For example, the temperature of each city on each day is available on the internet; however you cannot analyze the temperature distribution or trends unless all of this data is captured into a single database.
In this case, a targeted crawler could automate the collection of data from sites such as weather.com and automatically save the temperature by date and city. Our intelligent crawler would learn the structure of the target website and automatically capture data for all of the cities. Our targeted crawlers are even capable of grabbing other parameters such as region or country, and storing them in a properly structured hierachy. Now, with a detailed historical temperature database, you can do all kinds of analysis!
In addition to downloading information from the public domain, crawlers also work as general purpose data transformers. We have developed crawlers that convert data among various database systems, Excel spreadsheets, XML feeds and plain text files. These data conversions often involve schema transformations, too.

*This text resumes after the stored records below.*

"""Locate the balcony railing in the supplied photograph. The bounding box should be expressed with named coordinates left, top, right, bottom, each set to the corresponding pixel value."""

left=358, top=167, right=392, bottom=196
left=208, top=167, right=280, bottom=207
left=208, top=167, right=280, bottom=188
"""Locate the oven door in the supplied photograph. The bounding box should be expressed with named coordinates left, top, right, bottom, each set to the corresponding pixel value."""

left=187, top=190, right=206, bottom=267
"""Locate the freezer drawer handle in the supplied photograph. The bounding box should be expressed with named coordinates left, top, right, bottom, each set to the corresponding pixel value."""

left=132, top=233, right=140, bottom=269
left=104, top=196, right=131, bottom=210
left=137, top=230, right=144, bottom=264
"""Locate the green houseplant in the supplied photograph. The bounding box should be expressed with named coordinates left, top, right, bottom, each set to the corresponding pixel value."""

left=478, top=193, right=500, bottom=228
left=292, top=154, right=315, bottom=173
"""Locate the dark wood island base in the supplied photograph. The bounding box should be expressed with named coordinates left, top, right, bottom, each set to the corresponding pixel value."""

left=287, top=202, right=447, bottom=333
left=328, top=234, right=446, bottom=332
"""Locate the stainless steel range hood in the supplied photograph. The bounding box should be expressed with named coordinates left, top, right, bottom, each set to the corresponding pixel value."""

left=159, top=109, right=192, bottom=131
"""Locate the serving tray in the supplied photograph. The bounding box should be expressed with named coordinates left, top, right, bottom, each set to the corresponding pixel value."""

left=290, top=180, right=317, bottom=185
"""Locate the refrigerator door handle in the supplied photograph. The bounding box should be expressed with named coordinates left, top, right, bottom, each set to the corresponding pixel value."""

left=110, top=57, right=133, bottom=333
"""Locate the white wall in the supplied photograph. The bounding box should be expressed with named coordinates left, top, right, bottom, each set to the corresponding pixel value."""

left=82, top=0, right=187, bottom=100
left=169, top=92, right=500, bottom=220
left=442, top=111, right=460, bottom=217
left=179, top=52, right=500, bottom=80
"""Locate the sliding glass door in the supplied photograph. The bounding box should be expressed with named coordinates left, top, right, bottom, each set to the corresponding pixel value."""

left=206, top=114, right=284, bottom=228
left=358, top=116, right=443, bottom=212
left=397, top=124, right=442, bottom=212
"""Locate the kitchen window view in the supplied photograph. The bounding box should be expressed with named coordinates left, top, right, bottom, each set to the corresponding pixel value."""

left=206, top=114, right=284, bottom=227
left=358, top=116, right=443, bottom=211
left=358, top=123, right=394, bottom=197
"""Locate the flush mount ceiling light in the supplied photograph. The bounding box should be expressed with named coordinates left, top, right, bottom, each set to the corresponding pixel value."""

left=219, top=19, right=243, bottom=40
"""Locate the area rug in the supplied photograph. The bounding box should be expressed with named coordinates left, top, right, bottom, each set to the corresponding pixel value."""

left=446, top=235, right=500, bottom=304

Writing a crawler can be challenging; it is often regarded as a black art. Websites are generated by many different serverside technologies such as JSP, .NET or PHP frameworks. In addition to having an intimate knowledge of the inner workings of each language, crawler writers must also attempt to reverse the original author's intent.
A crawling system typically consists of the following components:
- Content Fetching
- Content Scraping
- Browser Action Emulation
- Site Traversal
- Storage Structuring
- Entity Reconciliation
When we deliver crawlers, we also enable our customers the sustained ability to acquire and consume external information.